Different audiences in different places see beauty in different facets of sport. In my other, less consuming life as a rugby union supporter, I watch a northern, town club whose traditional response to bigger, national league opponents has been to engage them in a spoiling form of rugby akin to Cumbrian Wrestling. The rolling maul is rugby's aesthetic equivalent of the long ball game - yet it is a proudly treasured technique which is engrained in club lore amongst supporters and players alike.

Yet when I watch Burnley, I do not simply want to see Burnley win or be aggressive. I do want to see Burnley play good football because I do not take pleasure in watching Burnley play to disrupt a game. When it comes to football, I don't necessarily want to see my team gain plaudits for effort, bravery and hard-running, spoiling. Instead, I want to see those plaudits offered for the quality of the game Burnley are trying to play. That is the way my time watching Burnley has imbued upon me.

It is when Burnley play in that way that the Burnley crowd is at its most inspired. And it is as a result those last few minutes of a game in which Burnley have achieved that grail and when those songs are being sung, that I reach that moment of lung-bursting pride in what I am a part of which is a football supporter's nirvana.
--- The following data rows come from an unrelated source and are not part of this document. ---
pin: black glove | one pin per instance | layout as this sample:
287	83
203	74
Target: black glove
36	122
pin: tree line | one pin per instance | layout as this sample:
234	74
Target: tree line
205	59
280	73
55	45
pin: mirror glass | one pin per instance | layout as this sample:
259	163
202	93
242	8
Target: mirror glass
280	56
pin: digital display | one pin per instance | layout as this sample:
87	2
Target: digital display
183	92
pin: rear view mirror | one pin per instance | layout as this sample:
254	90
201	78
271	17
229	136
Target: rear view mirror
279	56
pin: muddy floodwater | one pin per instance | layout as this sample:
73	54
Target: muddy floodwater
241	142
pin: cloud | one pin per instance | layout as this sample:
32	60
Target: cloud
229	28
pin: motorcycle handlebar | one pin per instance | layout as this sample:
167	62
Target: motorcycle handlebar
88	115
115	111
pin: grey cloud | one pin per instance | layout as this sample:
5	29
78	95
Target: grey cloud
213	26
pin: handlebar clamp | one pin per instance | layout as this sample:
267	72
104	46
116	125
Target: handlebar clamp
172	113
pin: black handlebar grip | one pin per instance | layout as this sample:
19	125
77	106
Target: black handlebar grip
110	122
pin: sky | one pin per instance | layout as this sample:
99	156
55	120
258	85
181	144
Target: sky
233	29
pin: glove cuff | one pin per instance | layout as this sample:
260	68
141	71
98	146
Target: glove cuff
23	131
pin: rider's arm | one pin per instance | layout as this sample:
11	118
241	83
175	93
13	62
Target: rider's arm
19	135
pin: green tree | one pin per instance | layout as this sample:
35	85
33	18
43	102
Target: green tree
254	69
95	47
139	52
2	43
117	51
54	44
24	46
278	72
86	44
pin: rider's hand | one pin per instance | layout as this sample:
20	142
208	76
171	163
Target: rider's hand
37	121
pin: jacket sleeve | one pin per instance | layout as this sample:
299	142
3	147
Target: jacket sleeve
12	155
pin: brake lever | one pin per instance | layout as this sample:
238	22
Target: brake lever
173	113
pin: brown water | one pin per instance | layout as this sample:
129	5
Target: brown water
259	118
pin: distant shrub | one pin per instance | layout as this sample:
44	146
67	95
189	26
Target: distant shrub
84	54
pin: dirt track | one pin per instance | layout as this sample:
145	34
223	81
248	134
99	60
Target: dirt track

I had it this season after the away game at Charlton, when I took about ten mates along of differing football persuasions. Most supported Premier League teams and they came to the Valley, all initially sceptical, to see Burnley not only win, but win with a certain style which confounded those expectations. And I had a similar sense after the Arsenal game when I heard praise for Burnley's commitment to style and wanted to tap the bloke on the bus on the shoulder and tell him that is was, thank you for your kind words, my club he was praising.

Praise for Owen Coyle's style of football isn't really the point of this article. It is simply that, without being right or wrong, I think it is what the majority of Burnley fans really want to see. Direct, abrasive football would be tough medicine to swallow at Burnley.

And whether you think they are delusional or not, you can't really blame the Toon Army for wanting to swallow a somewhat sweeter pill. You can't blame them for eyeing up footballs highest mountain, that which we instinctively know to be the game's highest prize: winning football which is also glorious football. To win and to win well is football's key to ultimate fulfilment and it also happens to be Newcastle's chosen style.

You can't really blame them for deciding that if they must chose between the two, then they'd rather have the glory than the prizes. That is, ultimately their right. It is their identity. If they are proud of that identity and are prepared to live with its consequences, then does anyone really have a right to ridicule their chosen route?